Hasty Briefsbeta

LLMs are getting better at character-level text manipulation

11 hours ago
  • #Base64 Decoding
  • #LLMs
  • #Character Manipulation
  • Newer generations of large language models (LLMs) like GPT-5 and Claude 4.5 show improved capabilities in handling character manipulation, counting characters, and solving encoding/cipher tasks compared to previous models.
  • LLMs traditionally struggle with character-level tasks due to tokenization, where text is broken into tokens that may represent multiple characters or whole words, making granular character manipulation difficult.
  • Testing character manipulation: Models from GPT-4.1 onwards consistently perform well in tasks like replacing letters in a sentence, while earlier models like GPT-3.5-turbo fail.

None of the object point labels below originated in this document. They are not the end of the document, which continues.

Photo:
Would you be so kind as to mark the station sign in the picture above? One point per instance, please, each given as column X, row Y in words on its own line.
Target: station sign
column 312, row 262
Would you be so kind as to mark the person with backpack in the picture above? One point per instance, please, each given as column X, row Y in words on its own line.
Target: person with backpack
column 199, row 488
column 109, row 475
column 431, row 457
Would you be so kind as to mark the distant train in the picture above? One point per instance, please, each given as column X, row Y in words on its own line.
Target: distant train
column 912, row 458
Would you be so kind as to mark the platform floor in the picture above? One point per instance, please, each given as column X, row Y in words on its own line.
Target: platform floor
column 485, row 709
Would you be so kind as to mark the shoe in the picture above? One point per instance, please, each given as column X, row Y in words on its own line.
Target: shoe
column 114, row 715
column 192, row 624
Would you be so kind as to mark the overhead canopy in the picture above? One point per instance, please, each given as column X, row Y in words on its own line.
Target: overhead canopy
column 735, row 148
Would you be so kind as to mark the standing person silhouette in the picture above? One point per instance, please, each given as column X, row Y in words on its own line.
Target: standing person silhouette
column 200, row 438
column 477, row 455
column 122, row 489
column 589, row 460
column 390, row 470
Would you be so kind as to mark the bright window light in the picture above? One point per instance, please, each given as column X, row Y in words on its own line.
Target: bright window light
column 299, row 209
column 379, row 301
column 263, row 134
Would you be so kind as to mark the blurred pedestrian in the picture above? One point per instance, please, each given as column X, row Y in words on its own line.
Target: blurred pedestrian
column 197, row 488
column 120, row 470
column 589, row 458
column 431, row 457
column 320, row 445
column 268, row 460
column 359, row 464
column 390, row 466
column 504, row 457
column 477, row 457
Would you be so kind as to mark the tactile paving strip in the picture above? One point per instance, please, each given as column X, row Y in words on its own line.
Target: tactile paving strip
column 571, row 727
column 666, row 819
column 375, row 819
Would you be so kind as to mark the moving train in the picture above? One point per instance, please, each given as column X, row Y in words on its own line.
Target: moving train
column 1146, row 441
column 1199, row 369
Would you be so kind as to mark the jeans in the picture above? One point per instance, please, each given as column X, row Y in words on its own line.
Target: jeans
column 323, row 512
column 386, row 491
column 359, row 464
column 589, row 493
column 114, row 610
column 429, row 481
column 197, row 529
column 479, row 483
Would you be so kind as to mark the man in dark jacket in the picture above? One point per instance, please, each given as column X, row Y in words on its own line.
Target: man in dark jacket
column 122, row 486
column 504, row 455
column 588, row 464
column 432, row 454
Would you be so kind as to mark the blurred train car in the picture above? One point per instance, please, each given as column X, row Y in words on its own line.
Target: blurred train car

  • Counting characters remains a challenge for most LLMs, with only GPT-4.1 and GPT-5 (with reasoning) reliably counting characters in sentences or specific letters.
  • Base64 and ROT20 cipher tests reveal that newer models (GPT-5, Claude Sonnet 4.5, Gemini 2.5 Pro) can decode and decipher encoded messages, suggesting a deeper understanding beyond memorized patterns.
  • Some models, like Claude Sonnet 4.5 and Grok 4, refuse to process encoded or obfuscated text due to safety filters, limiting their usability for certain tasks.
  • Chinese reasoning models exhibit lengthy internal monologues when solving ciphers, consuming significantly more tokens than other models.
  • Newer models demonstrate improved generalization in Base64 decoding, handling even gibberish-like ROT20 encoded text, indicating algorithmic understanding rather than just pattern memorization.
  • Character-level operations in LLMs are improving, with newer models showing better performance in substitution tasks and cipher decoding, though challenges remain.